2. LOADING TORCH MODEL¶

In this chapter, we'll walk through the process of loading model weights stored in the "consolidated.00.pth" file.

2.1. Creating TorchModelReader¶

func LoadModelEx(modelDir string, includeTensors bool, includeVocab bool) (*Model, error) {
    model := &Model{}
    if includeTensors {
        modelFilePath := filepath.Join(modelDir, "consolidated.00.pth")
        torchModelReader, err := torch.NewTorchModelReader(modelFilePath)
        if err != nil {
            return nil, err
        }
        defer torchModelReader.Close()
        ...
    }
    ...
}

When we step into the function, we observe the creation of a common.MemoryMapper object for the reader. This allows us to set up mappings between virtual memory addresses and file locations on disk and enables us to represent and access them as []byte slices in the code.

The file "consolidated.00.pth" contains various weight tensors. We will determine file offsets corresponding to these tensors and create tensor objects by establishing memory mapping with these offset values.

See more: Memory Mapping.

^{from src/torch/torchmodelreader.go}

func NewTorchModelReader(modelFilePath string) (*TorchModelReader, error) {
    memoryMapper, err := common.NewMemoryMapper(modelFilePath)
    if err != nil {
        return nil, err
    }

    result := &TorchModelReader{
        modelFilePath: modelFilePath,
        memoryMapper:  memoryMapper,
    }
    return result, nil
}

2.2. Calling TorchModelReader.Load()¶

TorchModelReader.Load(...) is called if includeTensors is true.
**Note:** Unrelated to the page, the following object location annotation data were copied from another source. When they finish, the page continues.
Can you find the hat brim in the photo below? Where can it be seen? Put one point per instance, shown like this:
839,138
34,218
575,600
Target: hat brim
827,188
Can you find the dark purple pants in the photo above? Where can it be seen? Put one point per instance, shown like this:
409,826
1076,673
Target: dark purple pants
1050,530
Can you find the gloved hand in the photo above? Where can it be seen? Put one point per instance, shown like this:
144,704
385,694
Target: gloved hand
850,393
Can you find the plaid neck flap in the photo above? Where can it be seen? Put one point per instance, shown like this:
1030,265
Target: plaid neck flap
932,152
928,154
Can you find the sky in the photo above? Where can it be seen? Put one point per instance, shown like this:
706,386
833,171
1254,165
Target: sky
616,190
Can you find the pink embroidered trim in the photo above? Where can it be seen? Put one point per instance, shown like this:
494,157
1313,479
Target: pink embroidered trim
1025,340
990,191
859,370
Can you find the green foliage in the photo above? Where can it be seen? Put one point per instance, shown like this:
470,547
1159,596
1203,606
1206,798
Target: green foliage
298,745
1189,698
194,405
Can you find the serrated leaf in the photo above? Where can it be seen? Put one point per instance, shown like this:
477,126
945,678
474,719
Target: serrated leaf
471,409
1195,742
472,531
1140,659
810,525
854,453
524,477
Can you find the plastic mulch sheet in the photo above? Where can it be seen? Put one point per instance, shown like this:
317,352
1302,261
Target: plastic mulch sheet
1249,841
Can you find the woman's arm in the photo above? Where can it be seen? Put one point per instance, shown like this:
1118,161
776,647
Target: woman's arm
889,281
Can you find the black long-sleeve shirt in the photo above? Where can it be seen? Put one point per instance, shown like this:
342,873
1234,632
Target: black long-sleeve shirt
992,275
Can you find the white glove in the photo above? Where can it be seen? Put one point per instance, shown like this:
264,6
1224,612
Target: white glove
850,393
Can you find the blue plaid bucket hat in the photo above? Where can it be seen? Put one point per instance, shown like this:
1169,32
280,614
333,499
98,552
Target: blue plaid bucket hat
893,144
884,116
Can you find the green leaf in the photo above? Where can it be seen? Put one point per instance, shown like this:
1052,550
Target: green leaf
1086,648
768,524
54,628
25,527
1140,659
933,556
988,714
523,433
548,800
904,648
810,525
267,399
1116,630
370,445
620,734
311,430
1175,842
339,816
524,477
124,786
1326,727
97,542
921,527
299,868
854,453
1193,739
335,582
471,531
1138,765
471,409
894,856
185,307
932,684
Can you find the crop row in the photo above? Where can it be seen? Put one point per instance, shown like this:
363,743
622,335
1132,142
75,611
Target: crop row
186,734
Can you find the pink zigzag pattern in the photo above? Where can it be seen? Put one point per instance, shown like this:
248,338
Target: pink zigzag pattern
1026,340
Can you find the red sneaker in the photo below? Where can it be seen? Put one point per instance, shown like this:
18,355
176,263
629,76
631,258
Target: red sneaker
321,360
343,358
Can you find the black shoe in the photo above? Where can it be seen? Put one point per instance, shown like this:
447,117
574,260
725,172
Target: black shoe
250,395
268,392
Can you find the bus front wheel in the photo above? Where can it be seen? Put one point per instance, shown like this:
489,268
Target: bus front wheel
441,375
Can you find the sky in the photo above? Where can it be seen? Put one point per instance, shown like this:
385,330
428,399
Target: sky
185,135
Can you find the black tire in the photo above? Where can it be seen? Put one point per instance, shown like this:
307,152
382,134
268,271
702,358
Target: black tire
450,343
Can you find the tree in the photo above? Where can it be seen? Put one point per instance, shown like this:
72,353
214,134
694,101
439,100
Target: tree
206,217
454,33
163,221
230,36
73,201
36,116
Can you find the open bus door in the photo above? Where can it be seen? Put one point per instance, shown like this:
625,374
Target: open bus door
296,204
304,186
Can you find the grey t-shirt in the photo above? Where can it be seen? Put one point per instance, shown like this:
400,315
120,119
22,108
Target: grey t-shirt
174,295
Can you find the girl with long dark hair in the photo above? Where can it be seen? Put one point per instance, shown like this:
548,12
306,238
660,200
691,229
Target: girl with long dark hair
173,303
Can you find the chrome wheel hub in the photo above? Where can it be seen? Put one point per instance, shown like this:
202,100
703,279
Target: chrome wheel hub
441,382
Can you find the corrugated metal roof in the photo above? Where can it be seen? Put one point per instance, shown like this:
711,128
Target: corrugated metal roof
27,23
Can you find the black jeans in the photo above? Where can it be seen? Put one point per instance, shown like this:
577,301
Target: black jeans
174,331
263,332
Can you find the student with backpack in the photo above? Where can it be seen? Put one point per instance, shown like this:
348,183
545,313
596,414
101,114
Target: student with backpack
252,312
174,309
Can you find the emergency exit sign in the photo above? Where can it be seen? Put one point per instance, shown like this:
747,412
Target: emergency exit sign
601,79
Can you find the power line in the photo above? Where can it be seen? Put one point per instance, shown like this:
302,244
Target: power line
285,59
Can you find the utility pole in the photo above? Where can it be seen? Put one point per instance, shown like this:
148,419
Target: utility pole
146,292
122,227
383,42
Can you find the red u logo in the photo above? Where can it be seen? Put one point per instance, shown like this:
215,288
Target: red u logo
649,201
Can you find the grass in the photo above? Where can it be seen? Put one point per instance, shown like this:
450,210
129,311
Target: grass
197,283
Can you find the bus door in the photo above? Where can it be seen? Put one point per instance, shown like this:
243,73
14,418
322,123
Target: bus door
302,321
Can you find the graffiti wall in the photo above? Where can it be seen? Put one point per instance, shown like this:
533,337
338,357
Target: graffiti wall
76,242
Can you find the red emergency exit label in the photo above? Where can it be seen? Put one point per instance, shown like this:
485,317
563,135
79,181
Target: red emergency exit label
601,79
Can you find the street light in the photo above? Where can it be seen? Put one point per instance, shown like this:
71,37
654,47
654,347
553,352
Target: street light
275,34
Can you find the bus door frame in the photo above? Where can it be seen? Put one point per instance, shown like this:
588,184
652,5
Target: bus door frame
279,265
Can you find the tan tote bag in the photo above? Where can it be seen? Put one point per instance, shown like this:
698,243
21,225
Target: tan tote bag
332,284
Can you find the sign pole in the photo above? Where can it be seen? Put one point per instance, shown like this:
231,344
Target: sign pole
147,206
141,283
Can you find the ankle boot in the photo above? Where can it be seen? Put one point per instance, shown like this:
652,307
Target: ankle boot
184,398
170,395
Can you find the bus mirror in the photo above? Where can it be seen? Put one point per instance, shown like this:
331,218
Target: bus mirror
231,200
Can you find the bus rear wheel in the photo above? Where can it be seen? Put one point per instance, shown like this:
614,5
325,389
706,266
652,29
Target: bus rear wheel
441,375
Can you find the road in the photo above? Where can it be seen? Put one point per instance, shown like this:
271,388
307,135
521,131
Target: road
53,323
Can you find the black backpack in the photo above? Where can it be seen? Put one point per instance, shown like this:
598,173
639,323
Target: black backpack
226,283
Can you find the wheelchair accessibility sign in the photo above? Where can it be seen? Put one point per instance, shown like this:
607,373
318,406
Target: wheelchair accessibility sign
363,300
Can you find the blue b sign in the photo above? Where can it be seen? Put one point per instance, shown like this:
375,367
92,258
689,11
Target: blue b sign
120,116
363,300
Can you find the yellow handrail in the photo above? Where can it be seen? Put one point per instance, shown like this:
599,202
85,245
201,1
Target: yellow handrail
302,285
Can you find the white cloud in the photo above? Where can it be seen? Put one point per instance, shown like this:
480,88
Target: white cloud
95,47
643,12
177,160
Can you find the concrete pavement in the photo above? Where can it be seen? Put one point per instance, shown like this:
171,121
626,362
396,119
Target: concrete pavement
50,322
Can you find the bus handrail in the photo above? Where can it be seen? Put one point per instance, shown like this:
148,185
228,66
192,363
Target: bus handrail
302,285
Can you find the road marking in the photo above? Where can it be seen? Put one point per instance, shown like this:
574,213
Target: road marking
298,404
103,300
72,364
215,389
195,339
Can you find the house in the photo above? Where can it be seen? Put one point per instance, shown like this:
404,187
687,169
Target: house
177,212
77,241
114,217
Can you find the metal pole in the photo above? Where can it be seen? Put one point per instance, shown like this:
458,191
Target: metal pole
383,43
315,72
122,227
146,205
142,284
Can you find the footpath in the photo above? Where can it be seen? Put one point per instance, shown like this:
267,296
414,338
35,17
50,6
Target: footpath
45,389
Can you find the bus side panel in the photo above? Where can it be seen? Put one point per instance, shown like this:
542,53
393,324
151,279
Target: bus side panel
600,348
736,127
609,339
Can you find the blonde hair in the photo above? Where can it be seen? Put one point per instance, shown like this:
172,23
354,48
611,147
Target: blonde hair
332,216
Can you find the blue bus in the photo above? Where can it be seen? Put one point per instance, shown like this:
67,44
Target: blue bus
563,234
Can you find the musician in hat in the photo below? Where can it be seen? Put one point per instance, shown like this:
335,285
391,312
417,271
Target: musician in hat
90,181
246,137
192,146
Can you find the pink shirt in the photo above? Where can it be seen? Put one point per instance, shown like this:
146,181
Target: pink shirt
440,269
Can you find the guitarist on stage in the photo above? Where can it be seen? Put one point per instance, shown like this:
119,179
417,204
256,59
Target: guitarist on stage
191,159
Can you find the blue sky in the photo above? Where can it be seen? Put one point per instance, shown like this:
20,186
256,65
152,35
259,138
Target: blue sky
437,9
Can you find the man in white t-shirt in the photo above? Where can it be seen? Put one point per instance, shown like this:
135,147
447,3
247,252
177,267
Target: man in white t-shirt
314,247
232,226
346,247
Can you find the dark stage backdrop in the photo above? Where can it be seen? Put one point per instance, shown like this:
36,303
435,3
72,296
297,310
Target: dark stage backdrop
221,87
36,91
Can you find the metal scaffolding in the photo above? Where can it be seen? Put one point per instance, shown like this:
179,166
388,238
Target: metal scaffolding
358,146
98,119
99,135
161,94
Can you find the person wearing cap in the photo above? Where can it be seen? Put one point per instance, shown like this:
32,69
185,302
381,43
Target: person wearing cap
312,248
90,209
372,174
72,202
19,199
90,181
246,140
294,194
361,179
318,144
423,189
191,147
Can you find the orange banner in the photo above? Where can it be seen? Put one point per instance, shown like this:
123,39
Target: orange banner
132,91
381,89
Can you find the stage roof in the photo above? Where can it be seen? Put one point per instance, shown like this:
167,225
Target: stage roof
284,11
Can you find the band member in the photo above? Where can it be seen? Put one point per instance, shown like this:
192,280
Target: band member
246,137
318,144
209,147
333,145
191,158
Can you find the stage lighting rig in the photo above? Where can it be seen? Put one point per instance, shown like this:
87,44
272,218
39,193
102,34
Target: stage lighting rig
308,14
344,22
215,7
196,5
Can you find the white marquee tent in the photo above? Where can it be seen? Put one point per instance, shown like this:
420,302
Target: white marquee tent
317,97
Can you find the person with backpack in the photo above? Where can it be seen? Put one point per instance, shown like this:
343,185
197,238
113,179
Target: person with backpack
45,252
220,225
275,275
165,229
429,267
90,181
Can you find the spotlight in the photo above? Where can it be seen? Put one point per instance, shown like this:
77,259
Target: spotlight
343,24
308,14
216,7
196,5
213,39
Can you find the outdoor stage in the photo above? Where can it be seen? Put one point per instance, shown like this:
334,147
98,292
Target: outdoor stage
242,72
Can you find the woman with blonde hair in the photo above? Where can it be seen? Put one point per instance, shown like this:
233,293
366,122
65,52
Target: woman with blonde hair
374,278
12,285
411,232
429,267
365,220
^{from src/model/loader.go}

func LoadModelEx(modelDir string, includeTensors bool, includeVocab bool) (*Model, error) {
    if includeTensors {
        ...
        common.GLogger.ConsolePrintf("Loading model file: \"%s\"...", modelFilePath)
        modelTensors, err := torchModelReader.Load()
        if err != nil {
            return nil, err
        }
        model.Tensors = modelTensors
        common.GLogger.ConsolePrintf("Found %d tensors in the model.", len(model.Tensors.GetKeys()))
        ...
    }
    ...
}

2.2.1. Reading Model File as a ZIP File¶

The file "consolidated.00.pth" in the specified path is an uncompressed ZIP file containing 1 Pickle file and 291 files of weight tensors (valid for Llama 3.1 8B/8B-Instruct models). Utilizing uncompressed ZIP instead of compressed ZIP allows for direct content reading (a must for memory mapping) without the need for an unzipper stream wrapper. Additionally, utilizing a ZIP file allows the storage and transfer of multiple files as a single file.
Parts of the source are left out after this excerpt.